When it comes to snacking, you can't get much trendier than frozen yogurt. In my small hometown alone, which has too few people to support any restaurant for over a year, there are two frozen yogurt shops. These shops follow the typical fro-yo model: they are brightly decorated, always playing upbeat music, and feature unique chairs because apparently hip people cannot cope with ordinary seating options.
I'm a big fro-yo fan, mainly because I'm a big fan of pretty much all dessert. It's fairly obvious why frozen yogurt is such a big deal. Its low-calorie, low-fat, and you can easily trick yourself into thinking you're eating real ice cream. Getting fro-yo gives us all the fun of going out for ice cream with none of the guilt. Plus, no fro-yo shop can call itself a fro-yo shop unless it features an overwhelming topping bar that gives ample opportunity for expressing your creativity and getting a drool-worthy Instagram picture. Topping bars are great because they let you put blackberries and gummy bears on the same dessert (and the healthiness of the fruit totally cancels out the candy, by the way) and nobody will judge you for it. Fro-yo stores are all about options and they always let you do you.
Fro-yo is a food trend that I whole-heartedly support.
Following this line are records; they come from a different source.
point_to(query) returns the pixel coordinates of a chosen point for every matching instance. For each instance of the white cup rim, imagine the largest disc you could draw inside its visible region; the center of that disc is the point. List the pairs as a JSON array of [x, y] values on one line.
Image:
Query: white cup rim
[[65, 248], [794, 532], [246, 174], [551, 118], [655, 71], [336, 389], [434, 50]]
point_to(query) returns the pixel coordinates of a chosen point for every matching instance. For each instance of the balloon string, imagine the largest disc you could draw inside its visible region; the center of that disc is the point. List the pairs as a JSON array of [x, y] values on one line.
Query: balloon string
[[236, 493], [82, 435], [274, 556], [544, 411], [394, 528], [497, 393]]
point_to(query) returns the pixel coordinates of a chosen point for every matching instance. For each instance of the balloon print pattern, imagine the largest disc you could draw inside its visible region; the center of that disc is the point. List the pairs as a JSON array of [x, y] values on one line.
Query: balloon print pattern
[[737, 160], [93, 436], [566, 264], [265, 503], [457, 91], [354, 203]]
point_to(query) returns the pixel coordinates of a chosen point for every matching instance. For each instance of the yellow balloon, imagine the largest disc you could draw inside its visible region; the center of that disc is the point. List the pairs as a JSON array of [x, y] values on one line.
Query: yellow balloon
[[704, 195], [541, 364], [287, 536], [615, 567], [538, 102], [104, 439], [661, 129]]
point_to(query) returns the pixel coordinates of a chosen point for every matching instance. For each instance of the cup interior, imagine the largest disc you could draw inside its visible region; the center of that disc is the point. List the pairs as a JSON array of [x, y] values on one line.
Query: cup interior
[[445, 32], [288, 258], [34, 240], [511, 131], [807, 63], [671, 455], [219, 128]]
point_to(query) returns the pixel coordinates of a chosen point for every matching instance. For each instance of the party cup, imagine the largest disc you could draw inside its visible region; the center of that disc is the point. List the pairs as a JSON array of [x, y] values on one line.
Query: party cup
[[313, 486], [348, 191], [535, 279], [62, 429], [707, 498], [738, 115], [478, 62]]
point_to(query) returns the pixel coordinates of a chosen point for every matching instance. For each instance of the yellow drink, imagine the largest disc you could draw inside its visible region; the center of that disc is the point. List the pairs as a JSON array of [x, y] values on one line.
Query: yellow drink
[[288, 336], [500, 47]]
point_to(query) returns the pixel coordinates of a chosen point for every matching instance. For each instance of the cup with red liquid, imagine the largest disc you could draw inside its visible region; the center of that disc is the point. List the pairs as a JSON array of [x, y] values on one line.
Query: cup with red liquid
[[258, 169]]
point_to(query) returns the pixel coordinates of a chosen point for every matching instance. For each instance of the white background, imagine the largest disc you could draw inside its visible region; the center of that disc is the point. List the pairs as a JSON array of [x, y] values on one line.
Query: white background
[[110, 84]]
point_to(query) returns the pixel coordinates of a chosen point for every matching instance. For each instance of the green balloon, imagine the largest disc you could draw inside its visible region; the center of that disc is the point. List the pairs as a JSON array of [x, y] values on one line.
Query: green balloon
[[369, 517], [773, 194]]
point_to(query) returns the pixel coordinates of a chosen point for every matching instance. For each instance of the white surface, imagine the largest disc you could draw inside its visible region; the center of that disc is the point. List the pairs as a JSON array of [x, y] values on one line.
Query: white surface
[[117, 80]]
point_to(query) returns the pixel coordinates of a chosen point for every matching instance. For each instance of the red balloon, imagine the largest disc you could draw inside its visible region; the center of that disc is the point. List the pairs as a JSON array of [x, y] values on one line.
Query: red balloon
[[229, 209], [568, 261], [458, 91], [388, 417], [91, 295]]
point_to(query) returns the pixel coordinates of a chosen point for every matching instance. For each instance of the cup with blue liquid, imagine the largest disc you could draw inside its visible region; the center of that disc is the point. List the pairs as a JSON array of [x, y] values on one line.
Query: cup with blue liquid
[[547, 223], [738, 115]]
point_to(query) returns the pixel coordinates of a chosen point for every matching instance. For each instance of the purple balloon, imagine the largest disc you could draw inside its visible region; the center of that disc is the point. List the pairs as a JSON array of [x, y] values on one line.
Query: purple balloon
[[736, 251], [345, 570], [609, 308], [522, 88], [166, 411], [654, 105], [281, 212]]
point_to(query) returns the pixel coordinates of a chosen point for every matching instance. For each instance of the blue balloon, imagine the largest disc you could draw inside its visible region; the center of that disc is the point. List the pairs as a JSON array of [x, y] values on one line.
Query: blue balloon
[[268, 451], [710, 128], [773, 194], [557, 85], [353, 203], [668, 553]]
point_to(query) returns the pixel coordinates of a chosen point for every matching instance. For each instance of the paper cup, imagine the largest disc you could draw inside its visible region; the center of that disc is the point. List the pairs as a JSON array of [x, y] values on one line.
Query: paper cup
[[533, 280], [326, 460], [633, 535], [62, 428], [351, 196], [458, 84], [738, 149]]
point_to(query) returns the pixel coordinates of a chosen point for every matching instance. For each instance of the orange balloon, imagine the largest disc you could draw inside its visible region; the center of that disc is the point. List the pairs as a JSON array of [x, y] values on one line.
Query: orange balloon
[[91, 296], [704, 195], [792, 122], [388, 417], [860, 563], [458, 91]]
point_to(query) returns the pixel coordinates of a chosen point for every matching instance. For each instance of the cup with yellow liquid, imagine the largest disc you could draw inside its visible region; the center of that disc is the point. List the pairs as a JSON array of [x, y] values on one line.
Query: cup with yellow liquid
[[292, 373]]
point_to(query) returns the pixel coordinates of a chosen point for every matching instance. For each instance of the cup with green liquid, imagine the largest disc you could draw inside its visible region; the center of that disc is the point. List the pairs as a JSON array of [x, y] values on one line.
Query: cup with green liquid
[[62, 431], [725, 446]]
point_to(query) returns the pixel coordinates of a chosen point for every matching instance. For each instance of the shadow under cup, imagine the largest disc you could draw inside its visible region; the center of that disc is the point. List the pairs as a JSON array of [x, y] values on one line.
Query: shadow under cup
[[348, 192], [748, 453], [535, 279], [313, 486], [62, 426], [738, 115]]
But there are other trends in eating that really make me question the sanity of hipsters. Kale is one of these trends. Allegedly one of the healthiest foods out there, kale is also repulsive. It does not taste good at all. People have to realize this. There are plenty of vegetables out there that are probably just as healthy and significantly less sickening. So, why kale? Why doesn't the whole world swear by broccoli or cabbage or cucumbers or literally any other vegetable? The only possible explanation I can come up with is that somebody with a significant following on Twitter lost a ton of weight while eating a ton of kale, told some people about it, and word got out that kale is the miracle food. Whoever did this owes the world an apology.
Kale is not the only food trend I don't understand. While I love chopped salad, why is it exponentially more popular than regular salad? How does anybody find the chutzpah to maintain a juice cleanse? Chipotle burritos are good, but do they really deserve the cult-like appreciation they get? Why exactly do so many people blame gluten for all their problems? Who gave Starbucks permission to make people use fake words to order coffee?
I like to indulge in trendy foods as much as the next person, but I have never sworn by one the way foodies with pimped-out food blogs do. This is partly because a lot of food trends are too unappealing to be worthy of commitment (looking at you, kale). But, I also get bored too easily to swear by any one eating habit. For instance, in September, I decided to be a vegetarian. I was having fun with it for a while, but about a month after I said sayonara to meat I went out for Thai food. The woman at the table next to me was eating the most beautiful chicken Pad Thai I had ever seen, and that was the end of my vegetarianism. I think this is the fate of every food trend there is: they will be fun for a while, but something seemingly better will always come along. So, let's all continue to overeat fro-yo while we still can.